Exigências de Transparência para a Viagogo
Como parte das medidas impostas, a Senacon exigiu que o Viagogo divulgasse claramente em todos os seus canais de atendimento que se trata de um site de revenda de ingressos. O não cumprimento dessa determinação pode resultar em uma multa diária de R$ 100 mil, uma penalidade significativa que reflete a gravidade da situação.
Motivos da Ação
O secretário Nacional do Consumidor, Ricardo Morishita, explicou que as investigações revelaram falhas na comunicação do site, que não oferece informações adequadas sobre a natureza da revenda. Essa falta de clareza pode levar os consumidores a acreditar que estão comprando ingressos diretamente de fontes oficiais, o que frequentemente não é o caso. Além disso, os preços praticados nas revendas costumam ser superiores aos valores originais, um fator que exacerba o problema.
Problemas Identificados e Defesa da Viagogo
Além da falta de comunicação, a Senacon identificou questões relacionadas à identificação dos vendedores e à rastreabilidade das transações. Essas preocupações foram destacadas pelo secretário nacional de Direitos Digitais, Victor Fernandes, que ressaltou que muitos consumidores podem não perceber que estão adquirindo ingressos de revendedores, muitas vezes pagando preços inflacionados. Com a abertura do processo administrativo, a Viagogo terá um prazo de 20 dias para apresentar sua defesa.
A Ameaça dos Robôs na Compra de Ingressos
Fernandes também chamou a atenção para o uso de robôs na compra de ingressos em sites oficiais, uma prática que tem como resultado a rápida esgotamento dos ingressos disponíveis. Esses sistemas automatizados funcionam como cambistas digitais, comprando grandes quantidades de ingressos para revenda a preços elevados. Essa prática não apenas prejudica os consumidores, mas também levanta questões sobre a equidade no acesso aos ingressos.

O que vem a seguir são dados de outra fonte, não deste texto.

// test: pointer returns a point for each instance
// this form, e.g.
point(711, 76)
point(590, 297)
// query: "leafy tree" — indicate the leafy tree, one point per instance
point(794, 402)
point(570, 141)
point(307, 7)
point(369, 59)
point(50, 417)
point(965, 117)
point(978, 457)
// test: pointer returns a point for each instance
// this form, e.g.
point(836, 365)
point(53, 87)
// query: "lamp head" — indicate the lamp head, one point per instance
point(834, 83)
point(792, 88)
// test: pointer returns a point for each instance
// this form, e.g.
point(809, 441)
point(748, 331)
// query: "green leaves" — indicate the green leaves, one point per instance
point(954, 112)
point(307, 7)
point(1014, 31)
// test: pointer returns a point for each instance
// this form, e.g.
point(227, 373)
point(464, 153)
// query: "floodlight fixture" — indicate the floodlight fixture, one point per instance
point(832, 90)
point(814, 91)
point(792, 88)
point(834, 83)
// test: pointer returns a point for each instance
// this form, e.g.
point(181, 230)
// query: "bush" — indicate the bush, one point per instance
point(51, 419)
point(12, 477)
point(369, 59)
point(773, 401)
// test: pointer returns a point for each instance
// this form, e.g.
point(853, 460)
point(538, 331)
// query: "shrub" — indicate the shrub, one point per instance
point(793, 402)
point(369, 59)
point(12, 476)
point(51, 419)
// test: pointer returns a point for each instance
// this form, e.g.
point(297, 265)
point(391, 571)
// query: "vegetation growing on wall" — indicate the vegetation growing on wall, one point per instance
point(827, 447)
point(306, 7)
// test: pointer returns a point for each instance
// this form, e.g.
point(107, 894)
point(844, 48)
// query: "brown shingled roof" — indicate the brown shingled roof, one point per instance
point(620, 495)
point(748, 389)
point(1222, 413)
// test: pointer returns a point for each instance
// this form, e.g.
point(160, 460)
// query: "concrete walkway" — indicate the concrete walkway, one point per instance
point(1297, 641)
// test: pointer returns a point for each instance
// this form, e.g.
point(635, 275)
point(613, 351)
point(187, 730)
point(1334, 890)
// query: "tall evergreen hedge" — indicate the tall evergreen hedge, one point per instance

Monitoramento das Vendas Primárias
O Ministério da Justiça também está monitorando as plataformas de venda primária para verificar possíveis abusos, como taxas excessivas e a qualidade do atendimento ao cliente após a compra. Contudo, até o momento, não foram tomadas medidas específicas contra esses sites, focando a atenção principalmente nas práticas de revenda.
Conclusão
O processo contra a Viagogo destaca a crescente preocupação do governo em proteger os direitos dos consumidores no mercado de ingressos. Com a necessidade de uma comunicação mais clara e a identificação de práticas desleais, a ação da Senacon pode ser um passo importante para garantir que os consumidores façam escolhas informadas e seguras ao adquirirem ingressos para eventos. A resposta da Viagogo e as ações futuras do Ministério da Justiça serão cruciais para determinar o impacto dessa situação no setor.